My family and friends who had gone through this experience were very encouraging and would share what they went through to encourage me. They also accompanied and helped me remain active, as I was told that delivery would be smoother if I remained active during the pregnancy. The labor pains came, and they were not as deadly as I expected. After it was over and I was handed the baby in my arms, I forgot all the difficulty that I encountered and the pain that I caused others in the process. It was all worth it and would be easier the second and subsequent times.

After giving birth, I had no idea how to take care of the baby. This was a learning moment for me, and Vygotsky’s zone of proximal development theory applied in learning how to hold and breastfeed the baby (Hopwood 10). I lived with my mother in order to get the help I needed hold and breastfeed the baby. Instead of holding the baby for me, my mother would hand him to me and direct my arms the right way. After some time, she would check on me and direct me in improving the posture of the baby and how I held him. In addition to holding the baby, I was also taught through trial and error by my mother how to change the diaper and bathe him. She never offered to do it for me, but let me do it myself correcting me in the process. She also invited a doula every few days to come and instruct me in the safest and best way to feed the baby. She would sit with me for many hours and show me how to force the baby into a latch and prepare a feeding schedule for the baby.   

Works Cited

Davis, Esa M., et al. “Short Inter-Pregnancy Intervals, Parity, Excessive Pregnancy Weight Gain and Risk of Maternal Obesity.” Maternal and child health journal18.3 (2014): 554-62. ProQuest. Web. 28 Mar. 2018.

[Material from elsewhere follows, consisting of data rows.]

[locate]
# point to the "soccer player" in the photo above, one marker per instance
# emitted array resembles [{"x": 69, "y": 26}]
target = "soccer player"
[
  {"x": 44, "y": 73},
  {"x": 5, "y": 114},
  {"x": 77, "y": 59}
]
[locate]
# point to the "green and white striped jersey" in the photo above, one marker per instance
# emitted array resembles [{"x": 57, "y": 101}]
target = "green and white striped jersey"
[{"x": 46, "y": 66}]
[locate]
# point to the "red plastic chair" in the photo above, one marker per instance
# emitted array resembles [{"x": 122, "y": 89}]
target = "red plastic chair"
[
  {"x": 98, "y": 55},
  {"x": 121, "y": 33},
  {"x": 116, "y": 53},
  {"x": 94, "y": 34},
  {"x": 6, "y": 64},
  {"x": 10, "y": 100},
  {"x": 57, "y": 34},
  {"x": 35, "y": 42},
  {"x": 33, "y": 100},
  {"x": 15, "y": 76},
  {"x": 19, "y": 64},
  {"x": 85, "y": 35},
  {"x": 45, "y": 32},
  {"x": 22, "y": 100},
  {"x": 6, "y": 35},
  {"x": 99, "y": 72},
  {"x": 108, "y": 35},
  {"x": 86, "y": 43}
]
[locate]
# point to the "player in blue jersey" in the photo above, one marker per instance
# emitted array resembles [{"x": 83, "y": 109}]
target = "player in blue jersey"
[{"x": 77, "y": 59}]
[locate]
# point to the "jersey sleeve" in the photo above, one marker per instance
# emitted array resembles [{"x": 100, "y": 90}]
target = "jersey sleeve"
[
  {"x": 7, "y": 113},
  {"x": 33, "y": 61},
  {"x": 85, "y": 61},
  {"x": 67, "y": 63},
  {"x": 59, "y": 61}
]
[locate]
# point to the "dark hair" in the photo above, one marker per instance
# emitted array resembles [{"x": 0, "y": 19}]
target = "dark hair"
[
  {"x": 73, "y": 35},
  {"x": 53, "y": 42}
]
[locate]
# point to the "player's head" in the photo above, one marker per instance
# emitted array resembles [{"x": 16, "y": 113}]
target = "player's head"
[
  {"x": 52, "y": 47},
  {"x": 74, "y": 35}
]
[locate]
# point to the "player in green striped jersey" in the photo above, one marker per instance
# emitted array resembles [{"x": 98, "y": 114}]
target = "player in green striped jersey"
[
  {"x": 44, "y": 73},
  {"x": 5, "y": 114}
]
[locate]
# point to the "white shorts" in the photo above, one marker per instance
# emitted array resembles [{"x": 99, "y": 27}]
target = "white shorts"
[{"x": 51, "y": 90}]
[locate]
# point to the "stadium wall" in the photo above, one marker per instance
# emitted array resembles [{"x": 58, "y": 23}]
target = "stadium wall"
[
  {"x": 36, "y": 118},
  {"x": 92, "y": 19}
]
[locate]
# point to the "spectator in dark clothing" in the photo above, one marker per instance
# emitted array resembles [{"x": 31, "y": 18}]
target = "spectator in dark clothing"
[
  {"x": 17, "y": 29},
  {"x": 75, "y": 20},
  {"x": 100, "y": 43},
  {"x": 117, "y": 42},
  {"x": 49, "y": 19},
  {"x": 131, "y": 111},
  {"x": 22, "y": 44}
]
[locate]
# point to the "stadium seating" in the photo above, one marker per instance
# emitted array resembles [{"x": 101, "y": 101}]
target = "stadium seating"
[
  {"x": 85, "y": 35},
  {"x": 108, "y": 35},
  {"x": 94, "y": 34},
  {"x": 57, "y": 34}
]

Fedorowicz, Anna R., et al. “Associations of Adolescent Hopelessness and Self-Worth with Pregnancy Attempts and Pregnancy Desire.” American Journal of Public Health 104.8 (2014): e133-40. ProQuest. Web. 28 Mar. 2018.

Hopwood, Nick. “Understanding Partnership Practice in Primary Health as Pedagogic Work: What can Vygotsky’s Theory of Learning Offer?” Australian Journal of Primary Health 21.1 (2015): 9-13. ProQuest. Web. 28 Mar. 2018.